Im vorletzten Beitrag befasst sich MMag. Dr. Gisela Heindl mit „Rechtliche[n] Hürden alternativer Unternehmensfinanzierung“ (S 109 bis 120), weil die Aufbringung finanzieller Mittel von außen regelmäßig durch Banken erfolgt, Vertreter einer Gemeinwohl-Ökonomie aber offenbar die Abhängigkeit von ebendiesen und damit deren Einfluss zu begrenzen bestrebt sind, nicht zuletzt, weil es wohl für Unternehmer zunehmend schwieriger zu sein scheint, ihren Bedarf an finanziellen Mitteln über Banken zu decken (S 110). Eingegangen wird dabei auf den Begriff der Einlage221 nach dem BWG, auf gesetzliche Regelungen über die Prospektpflicht und auf im Zusammenhang mit Crowdinvesting stehende Rechtsfragen.

Zum Schluss schreibt Ass.-Prof. Dr. Silvia Traunwieser „Zur Ambivalenz von Corporate Social Responsibility“ (S 121 bis 134). Darin beschäftigt sich die Autorin mit den „relevanten Elementen von CSR wie der Verantwortung, der Freiwilligkeit, der Unternehmenssphäre und der Zuordnung diverser CSR-Maßnahmen (wie zB Spenden, Corporate Volunteering, CSR-Reporting) zu entsprechenden Handlungstypen“, wobei sie versucht, „den unklaren Begriff der CSR ansatzweise zu schärfen“ (S 121).
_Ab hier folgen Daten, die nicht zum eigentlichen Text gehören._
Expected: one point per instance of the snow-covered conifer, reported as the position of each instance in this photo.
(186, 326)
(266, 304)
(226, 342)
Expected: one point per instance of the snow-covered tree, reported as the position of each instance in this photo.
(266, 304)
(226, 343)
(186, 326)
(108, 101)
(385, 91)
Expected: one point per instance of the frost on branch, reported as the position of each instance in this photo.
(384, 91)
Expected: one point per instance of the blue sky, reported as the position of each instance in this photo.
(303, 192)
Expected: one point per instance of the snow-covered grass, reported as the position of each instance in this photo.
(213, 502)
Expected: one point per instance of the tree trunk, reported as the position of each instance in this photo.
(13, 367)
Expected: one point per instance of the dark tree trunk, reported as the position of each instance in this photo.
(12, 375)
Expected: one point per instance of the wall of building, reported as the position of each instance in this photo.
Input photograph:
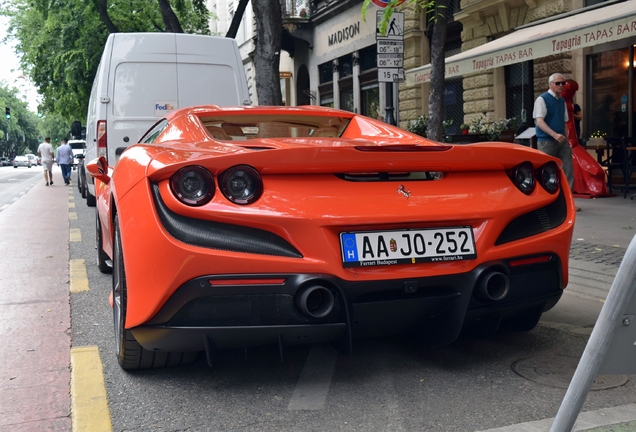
(483, 21)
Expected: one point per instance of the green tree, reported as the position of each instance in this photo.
(21, 128)
(436, 11)
(60, 43)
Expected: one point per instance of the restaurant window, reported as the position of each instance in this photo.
(325, 89)
(368, 58)
(454, 104)
(608, 97)
(325, 72)
(520, 93)
(345, 66)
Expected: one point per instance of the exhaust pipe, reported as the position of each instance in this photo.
(493, 285)
(315, 301)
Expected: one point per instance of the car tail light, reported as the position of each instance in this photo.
(101, 139)
(548, 176)
(193, 185)
(241, 184)
(523, 177)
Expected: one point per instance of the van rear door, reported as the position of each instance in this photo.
(144, 86)
(210, 70)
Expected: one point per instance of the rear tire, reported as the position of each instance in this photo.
(102, 258)
(131, 355)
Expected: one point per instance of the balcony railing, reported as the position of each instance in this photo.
(295, 8)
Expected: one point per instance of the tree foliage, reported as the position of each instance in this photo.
(60, 42)
(269, 34)
(436, 11)
(23, 123)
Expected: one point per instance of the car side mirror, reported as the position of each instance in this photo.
(98, 169)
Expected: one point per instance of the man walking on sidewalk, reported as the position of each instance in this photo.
(45, 150)
(65, 160)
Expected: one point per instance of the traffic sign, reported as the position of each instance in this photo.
(390, 60)
(391, 75)
(395, 27)
(390, 47)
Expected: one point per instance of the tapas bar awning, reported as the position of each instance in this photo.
(593, 27)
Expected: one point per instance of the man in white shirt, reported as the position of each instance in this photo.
(45, 150)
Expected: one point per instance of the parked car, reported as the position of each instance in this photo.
(33, 158)
(21, 161)
(146, 75)
(246, 226)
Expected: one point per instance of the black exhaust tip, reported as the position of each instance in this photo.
(493, 285)
(315, 301)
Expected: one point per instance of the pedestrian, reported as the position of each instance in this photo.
(550, 114)
(65, 160)
(45, 150)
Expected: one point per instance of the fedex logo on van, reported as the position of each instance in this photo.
(163, 107)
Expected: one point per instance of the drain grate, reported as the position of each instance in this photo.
(557, 371)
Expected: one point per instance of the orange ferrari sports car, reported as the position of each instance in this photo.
(246, 226)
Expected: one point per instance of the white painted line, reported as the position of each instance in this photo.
(313, 386)
(585, 421)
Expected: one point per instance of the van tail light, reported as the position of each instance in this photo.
(101, 139)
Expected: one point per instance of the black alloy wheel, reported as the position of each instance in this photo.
(130, 354)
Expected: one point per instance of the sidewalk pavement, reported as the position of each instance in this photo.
(35, 309)
(603, 230)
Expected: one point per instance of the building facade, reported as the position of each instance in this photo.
(329, 58)
(510, 48)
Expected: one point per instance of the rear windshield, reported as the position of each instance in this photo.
(236, 128)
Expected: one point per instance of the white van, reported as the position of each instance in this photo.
(142, 76)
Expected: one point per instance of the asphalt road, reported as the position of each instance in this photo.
(387, 384)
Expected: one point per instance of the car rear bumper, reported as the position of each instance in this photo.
(231, 311)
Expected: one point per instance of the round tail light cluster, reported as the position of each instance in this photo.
(194, 185)
(525, 177)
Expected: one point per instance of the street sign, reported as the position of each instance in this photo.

Mit Ausnahme des letzten Beitrags – so erschließt sich das jedenfalls aus dem Vorwort der HerausgeberInnen – spiegeln die Beiträge dieses Sammelbandes die Ergebnisse einer wissenschaftlichen Tagung, die an der Universität Salzburg am 28.5.2013 abgehalten wurde. Dabei ging es sichtlich um die Vereinbarkeit „alternativer“, stärker am Gemeinwohl orientierter, theoretischer Ansätze mit bestehenden wirtschaftlichen und rechtlichen Rahmenbedingungen, wobei dieses Thema aus politisch-ethischer, verfassungsrechtlicher, steuerrechtlicher, arbeitsrechtlicher und kapitalmarktrechtlicher Sicht betrachtet wurde.

Nicht durchwegs ist der Konnex zu den „Unternehmenszielen“ erkennbar, auf die im Titel des Buches Bezug genommen wird, und nicht durchwegs sind die Beiträge vollends aufeinander abgestimmt oder knüpfen an erwähnte oder untersuchte Standpunkte an, vor allem fehlt eine übergreifende Betrachtung zum Thema, die sämtliche Teilergebnisse reflektiert. Das tut dem Wert des Bandes jedoch keinen Abbruch, denn es enthält zahlreiche interessante theoretische Ansätze wie auch nützliche praktische Hinweise und spricht zweifelsohne ein Thema an, das an Aktualität kaum abzunehmen geeignet ist – ganz im Gegenteil: In jeder Gesellschaft stellen sich (Rechts-)Fragen mit Bezug auf das Gemeinwohl und es obliegt allen verantwortungsbewussten Bürgerinnen und Bürgern, sich am Diskurs darüber zu beteiligen.